- Advertisement -spot_img
- Advertisement -spot_img

Here Comes Your New Neighborhood: What SPURA Means For the LES

Must Read

The Seward Park site, looking south on Delancey Street. Photo by Vivienne Gucwa.

The following story first appeared in the May 2012 edition of The Lo-Down’s print magazine:

It’s a beautiful spring morning on the Lower East Side in the year 2022. You have awakened in your sun-splashed rental apartment on the 24th floor of Seward Park Plaza East, a recently completed building on the southwest corner of Delancey and Clinton streets. As is your Saturday habit, you throw on some clothes and head on over to the gleaming new Essex Street Market, passing by shoppers heading into the Home Depot that consumes the second floor of your building.

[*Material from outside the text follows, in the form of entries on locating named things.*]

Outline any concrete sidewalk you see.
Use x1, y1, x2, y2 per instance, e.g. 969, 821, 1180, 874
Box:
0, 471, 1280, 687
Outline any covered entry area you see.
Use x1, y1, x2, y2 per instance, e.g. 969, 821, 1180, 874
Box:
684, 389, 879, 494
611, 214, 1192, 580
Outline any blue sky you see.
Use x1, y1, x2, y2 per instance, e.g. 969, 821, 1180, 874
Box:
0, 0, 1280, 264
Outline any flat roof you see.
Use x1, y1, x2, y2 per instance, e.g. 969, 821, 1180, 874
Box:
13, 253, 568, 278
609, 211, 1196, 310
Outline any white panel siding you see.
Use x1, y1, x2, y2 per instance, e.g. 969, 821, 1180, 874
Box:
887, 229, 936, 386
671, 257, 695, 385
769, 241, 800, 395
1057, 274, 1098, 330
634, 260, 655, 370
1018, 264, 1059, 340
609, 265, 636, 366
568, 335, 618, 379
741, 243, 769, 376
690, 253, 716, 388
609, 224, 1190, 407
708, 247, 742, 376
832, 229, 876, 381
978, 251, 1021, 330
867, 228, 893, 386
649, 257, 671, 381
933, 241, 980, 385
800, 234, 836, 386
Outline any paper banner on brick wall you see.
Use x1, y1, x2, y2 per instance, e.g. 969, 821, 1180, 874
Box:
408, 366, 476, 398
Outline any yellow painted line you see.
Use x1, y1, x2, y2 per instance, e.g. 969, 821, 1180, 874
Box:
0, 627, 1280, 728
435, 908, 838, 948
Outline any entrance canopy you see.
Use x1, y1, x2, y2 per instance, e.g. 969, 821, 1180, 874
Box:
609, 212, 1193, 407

Inside the bustling market, you glance at a small exhibit acknowledging its pushcart origins in four recently demolished WPA-era buildings further up Essex Street. Coffee and egg sandwich in hand, you emerge on Broome Street at a small park. Sitting on a bench, you watch kids swinging and coiffed doormen greeting guests at the boutique hotel that’s just opened near the Williamsburg Bridge. Finishing breakfast, you wander up the block to check out what’s playing at the Seward Park Cinema.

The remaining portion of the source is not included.